Assim, pergunto: reformar esse sistema, fazendo com que trabalhadores se aposentem com a mesma idade, reduzindo as transferências a todos, mas sobretudo aos mais ricos, limitando a acumulação de benefícios (algo que, como já mostrei, beneficia as camadas mais abastadas da sociedade) e fazendo severo corte em privilégios dos servidores públicos é atentar contra princípios fundamentais de igualdade e de justiça? É algo que vai na direção contrária ao do povo trabalhador? Não creio.
Somente o desconhecimento do tema pode levar alguns a serem contra. Fora isso, ou são interesses corporativos, ou simplesmente desonestidade intelectual, moral e de princípios.
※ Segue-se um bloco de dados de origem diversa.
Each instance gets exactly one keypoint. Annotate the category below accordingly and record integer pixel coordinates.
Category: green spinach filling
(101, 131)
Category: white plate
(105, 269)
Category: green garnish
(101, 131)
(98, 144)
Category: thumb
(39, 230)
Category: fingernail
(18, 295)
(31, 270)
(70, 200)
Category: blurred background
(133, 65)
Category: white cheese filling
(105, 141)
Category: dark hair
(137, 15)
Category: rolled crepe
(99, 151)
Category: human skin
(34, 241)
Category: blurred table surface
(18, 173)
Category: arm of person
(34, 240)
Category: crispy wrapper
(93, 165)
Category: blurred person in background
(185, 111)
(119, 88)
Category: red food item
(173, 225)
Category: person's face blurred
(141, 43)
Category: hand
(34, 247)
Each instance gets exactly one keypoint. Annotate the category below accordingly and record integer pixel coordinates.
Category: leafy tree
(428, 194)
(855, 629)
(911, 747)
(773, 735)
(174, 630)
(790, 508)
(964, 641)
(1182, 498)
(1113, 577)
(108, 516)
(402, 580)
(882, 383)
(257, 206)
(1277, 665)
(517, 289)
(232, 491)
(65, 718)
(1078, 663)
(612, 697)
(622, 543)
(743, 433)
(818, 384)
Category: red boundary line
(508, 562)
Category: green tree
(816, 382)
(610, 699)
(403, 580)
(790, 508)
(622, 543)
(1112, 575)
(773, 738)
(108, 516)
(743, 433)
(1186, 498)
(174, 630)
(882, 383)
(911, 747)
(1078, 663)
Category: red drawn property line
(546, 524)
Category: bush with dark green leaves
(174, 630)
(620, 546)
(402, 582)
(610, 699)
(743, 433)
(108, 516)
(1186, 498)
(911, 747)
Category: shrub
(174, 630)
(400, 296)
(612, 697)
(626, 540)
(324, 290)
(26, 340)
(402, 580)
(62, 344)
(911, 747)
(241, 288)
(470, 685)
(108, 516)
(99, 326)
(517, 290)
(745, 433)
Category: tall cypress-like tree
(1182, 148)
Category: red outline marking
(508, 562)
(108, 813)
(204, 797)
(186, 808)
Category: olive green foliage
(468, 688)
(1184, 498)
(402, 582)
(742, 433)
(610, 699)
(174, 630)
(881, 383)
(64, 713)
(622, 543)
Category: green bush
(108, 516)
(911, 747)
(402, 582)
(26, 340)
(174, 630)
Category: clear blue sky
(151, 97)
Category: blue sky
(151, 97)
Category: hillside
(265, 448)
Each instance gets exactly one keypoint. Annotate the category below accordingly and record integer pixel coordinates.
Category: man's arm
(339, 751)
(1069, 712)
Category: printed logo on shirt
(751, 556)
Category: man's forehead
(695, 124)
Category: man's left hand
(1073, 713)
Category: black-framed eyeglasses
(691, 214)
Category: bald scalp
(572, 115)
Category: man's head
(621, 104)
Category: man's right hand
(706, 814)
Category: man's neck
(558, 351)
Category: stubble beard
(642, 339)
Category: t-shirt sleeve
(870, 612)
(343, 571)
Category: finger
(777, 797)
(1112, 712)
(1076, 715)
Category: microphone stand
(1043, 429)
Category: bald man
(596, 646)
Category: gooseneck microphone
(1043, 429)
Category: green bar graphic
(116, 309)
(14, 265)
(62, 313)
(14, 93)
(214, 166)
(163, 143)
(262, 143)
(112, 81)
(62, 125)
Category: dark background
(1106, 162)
Alguns poderão dizer que é apenas “luta política”. Mas, nesse caso, a “luta política’ vai contra a grande maioria do povo pobre desse país.
Para esses, a desonestidade é tamanha que, em vez de claramente defender privilégios e iniquidades – o que, aliás, podem legitimamente fazer –, escamoteiam suas verdadeiras bandeiras e bradam apenas: “É uma reforma neoliberal”, querendo dizer com isso que é uma reforma que prejudica os trabalhadores mais pobres.
São ardilosos. Defendem os privilégios e as injustiças, mas se vendem como defensores dos pobres. Mas o slogan é chamativo: reforma “neoliberal”.
Eis a terceira bobagem que prosperou durante certo tempo.